Material: Use polycity.jmp in the JMPin databook.
Background: Here we consider a curious proposition. Is there an association between ozone and population size? We have both population estimates and ozone measurements for 48 cities throughout the US. Also we have population size for another four cities but no ozone measurement. Is there an association between the two variables? Is the relation linear or curved? Are there outliers? Can we predict ozone levels for the four additional cities?

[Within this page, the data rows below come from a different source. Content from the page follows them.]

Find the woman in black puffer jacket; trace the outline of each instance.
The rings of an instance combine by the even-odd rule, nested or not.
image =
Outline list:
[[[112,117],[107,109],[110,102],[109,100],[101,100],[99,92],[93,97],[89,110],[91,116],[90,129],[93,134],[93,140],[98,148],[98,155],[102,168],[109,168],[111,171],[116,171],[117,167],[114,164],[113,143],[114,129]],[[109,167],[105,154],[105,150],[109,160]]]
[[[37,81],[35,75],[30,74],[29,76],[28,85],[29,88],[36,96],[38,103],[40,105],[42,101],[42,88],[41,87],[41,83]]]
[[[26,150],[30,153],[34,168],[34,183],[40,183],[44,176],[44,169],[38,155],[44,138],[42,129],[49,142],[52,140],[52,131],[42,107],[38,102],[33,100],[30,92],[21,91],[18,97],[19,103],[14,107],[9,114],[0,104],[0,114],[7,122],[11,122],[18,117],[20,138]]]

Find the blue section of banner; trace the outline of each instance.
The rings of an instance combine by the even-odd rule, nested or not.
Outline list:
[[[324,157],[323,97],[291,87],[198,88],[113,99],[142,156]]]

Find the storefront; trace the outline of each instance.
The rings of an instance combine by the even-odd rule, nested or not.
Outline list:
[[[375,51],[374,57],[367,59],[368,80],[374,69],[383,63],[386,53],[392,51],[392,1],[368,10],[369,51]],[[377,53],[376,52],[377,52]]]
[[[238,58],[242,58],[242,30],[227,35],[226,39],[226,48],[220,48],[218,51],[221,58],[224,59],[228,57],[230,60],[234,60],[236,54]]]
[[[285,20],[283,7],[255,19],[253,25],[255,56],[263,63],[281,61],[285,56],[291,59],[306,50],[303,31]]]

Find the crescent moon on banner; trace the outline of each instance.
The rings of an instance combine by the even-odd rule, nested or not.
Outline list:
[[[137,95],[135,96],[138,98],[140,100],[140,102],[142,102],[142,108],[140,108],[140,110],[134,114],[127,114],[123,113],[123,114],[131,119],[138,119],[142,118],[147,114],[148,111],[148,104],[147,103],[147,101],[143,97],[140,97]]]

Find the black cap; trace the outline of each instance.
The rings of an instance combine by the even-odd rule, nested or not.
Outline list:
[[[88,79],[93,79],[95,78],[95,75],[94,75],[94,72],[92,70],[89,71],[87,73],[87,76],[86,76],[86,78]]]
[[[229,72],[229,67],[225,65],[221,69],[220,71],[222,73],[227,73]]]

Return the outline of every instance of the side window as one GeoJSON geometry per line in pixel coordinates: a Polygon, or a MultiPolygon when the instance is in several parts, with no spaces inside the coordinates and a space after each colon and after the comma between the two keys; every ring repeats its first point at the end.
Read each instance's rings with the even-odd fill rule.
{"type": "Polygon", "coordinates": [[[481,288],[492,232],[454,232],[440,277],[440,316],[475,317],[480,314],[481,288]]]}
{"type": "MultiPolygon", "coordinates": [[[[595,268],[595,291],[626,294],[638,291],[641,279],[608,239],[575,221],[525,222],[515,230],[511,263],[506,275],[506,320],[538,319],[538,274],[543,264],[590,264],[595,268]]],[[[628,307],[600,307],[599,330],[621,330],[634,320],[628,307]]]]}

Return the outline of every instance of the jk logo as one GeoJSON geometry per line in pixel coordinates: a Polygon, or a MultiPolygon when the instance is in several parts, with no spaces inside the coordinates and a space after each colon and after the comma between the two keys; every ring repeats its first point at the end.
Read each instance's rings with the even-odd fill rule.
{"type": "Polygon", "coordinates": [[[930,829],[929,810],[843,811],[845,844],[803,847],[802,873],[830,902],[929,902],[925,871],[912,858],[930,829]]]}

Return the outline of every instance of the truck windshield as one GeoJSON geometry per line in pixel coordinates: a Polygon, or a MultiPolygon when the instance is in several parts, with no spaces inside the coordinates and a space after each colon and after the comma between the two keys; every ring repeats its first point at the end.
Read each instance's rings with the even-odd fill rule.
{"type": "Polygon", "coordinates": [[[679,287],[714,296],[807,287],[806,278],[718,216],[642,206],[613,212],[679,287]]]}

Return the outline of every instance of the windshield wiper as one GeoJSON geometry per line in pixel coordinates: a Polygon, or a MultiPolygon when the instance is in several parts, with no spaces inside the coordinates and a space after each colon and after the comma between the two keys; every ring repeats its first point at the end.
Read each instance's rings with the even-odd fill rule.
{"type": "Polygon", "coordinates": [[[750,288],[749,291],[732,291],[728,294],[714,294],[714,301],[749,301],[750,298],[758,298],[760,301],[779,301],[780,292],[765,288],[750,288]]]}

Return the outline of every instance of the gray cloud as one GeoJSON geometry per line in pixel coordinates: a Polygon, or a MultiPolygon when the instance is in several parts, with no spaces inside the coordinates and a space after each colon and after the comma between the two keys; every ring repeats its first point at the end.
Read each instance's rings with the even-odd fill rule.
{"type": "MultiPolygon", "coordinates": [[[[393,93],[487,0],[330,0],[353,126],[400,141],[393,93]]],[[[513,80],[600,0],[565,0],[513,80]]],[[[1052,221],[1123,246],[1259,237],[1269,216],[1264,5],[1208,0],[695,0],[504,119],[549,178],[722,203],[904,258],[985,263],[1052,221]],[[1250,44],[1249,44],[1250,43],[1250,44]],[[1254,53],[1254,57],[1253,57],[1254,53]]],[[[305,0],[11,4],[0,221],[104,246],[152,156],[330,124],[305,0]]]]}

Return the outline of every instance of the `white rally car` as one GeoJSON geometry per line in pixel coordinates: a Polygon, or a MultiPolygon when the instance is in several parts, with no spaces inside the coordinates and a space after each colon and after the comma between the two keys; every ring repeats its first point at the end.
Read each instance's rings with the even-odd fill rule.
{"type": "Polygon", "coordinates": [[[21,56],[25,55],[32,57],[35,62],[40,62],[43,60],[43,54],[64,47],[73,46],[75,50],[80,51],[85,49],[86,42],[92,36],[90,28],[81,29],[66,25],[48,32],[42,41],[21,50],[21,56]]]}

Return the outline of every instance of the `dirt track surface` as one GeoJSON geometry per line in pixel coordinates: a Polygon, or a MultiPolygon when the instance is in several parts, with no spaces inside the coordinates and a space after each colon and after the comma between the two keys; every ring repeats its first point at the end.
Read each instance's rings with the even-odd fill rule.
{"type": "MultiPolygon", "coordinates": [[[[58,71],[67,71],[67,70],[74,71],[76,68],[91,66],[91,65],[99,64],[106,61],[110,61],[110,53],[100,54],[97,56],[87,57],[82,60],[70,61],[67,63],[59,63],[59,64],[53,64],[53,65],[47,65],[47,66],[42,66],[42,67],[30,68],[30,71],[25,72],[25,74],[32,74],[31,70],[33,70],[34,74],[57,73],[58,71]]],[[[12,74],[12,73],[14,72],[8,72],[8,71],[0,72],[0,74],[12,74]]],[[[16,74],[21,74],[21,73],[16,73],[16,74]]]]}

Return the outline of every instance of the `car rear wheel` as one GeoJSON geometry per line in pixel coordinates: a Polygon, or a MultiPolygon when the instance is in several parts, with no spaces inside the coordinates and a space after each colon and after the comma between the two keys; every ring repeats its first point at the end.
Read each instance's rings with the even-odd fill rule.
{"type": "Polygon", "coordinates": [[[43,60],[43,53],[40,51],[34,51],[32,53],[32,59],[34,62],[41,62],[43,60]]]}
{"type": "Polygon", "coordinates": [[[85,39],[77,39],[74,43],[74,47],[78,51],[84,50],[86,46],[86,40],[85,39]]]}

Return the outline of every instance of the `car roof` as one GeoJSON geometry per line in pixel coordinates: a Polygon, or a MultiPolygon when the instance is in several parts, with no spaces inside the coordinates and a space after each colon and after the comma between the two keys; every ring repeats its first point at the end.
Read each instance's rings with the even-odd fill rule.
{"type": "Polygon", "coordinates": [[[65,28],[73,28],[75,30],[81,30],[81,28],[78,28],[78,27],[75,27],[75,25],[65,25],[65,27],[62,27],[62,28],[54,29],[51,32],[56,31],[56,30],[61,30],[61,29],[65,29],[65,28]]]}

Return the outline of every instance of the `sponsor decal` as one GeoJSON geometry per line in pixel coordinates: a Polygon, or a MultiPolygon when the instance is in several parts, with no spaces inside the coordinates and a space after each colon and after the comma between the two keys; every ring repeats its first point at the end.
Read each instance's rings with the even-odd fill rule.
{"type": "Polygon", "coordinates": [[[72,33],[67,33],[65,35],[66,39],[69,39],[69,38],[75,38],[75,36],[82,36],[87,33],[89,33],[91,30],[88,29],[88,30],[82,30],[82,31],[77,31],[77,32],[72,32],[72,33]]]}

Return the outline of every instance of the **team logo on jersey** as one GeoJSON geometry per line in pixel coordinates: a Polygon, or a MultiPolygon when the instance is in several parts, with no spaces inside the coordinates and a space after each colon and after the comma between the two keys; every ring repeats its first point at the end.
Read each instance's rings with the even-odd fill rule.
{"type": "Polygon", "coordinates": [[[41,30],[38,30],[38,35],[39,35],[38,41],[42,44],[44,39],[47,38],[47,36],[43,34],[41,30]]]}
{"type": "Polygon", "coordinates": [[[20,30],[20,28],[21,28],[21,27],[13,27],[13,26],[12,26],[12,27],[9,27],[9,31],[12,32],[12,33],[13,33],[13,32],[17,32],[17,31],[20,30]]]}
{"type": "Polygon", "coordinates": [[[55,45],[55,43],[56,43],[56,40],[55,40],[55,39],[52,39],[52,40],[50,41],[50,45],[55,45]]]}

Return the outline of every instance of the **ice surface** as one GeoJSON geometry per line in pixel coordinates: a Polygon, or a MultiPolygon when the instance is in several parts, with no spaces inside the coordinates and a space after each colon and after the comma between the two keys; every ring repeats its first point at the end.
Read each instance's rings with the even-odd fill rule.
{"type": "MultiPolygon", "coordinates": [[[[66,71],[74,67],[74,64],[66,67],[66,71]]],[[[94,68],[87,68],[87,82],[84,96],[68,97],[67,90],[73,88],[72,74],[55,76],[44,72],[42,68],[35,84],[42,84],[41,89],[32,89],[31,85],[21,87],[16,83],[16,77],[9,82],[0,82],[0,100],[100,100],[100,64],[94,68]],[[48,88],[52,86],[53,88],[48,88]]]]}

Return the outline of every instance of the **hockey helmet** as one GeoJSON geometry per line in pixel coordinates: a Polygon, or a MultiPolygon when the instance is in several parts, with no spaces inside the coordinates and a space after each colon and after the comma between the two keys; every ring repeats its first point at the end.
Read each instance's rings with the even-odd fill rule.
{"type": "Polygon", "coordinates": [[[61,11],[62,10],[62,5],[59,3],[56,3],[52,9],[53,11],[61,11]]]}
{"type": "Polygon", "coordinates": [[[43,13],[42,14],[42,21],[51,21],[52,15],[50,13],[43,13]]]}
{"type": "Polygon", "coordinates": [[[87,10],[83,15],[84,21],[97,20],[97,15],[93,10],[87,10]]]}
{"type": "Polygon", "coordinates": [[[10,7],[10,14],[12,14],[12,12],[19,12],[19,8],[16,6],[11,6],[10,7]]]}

Main Question: What is the relationship between ozone and city population?
Steps:
1. Fit a line to ozone by pop. Add a confidence curve for fit to show
uncertainty about fit. Add a polynomial fit of degree 2 or 3 to see if
there is a substantial departure from the linear fit. If the polynomial
fits lie well between the two confidence curves, then this is an indication
that the relationship is most likely linear. (We will learn more precise
ways to test this in mid-November.)
2. Open up another window to fit ozone by pop again. Do any observations appear to be an outlier from the linear fit. To check, add a confidence curve for individual observations. Are any of the observations outside, not between, the two confidence curves. If so, they may be outliers. Then again, they may just be values a little more extreme than usual.
3. Now that we have fit the data with a line, checked to see if the
linear fit was adequate, and checked for outliers, we have some confidence
in using the linear model. Make predictions for ozone levels at the four
cities without ozone measurements. Report both the expected value and standard
deviation for each. You may do this by hand. You may also make JMP do it.
It's your choice.
Report:
Report the parameter estimates for the linear fit, include RMSE. Why
do you think the linear fit is adequate? Are there outliers to be concerned
about? Report predictions for Cheyenne, Dubuque, Galveston, and Spokane?
Are these four cities different from the others in some way that may call
to question the predictions? (It helps to know your western geography.)
Why should one believe that population and ozone are related? Is there
any scientific explanation for this? Do you believe that this relation
is causative or merely predictive or discriptive? Explain why in either
case.
Due: September 29, 1998. You may turn it in sooner if you wish feedback before the exam.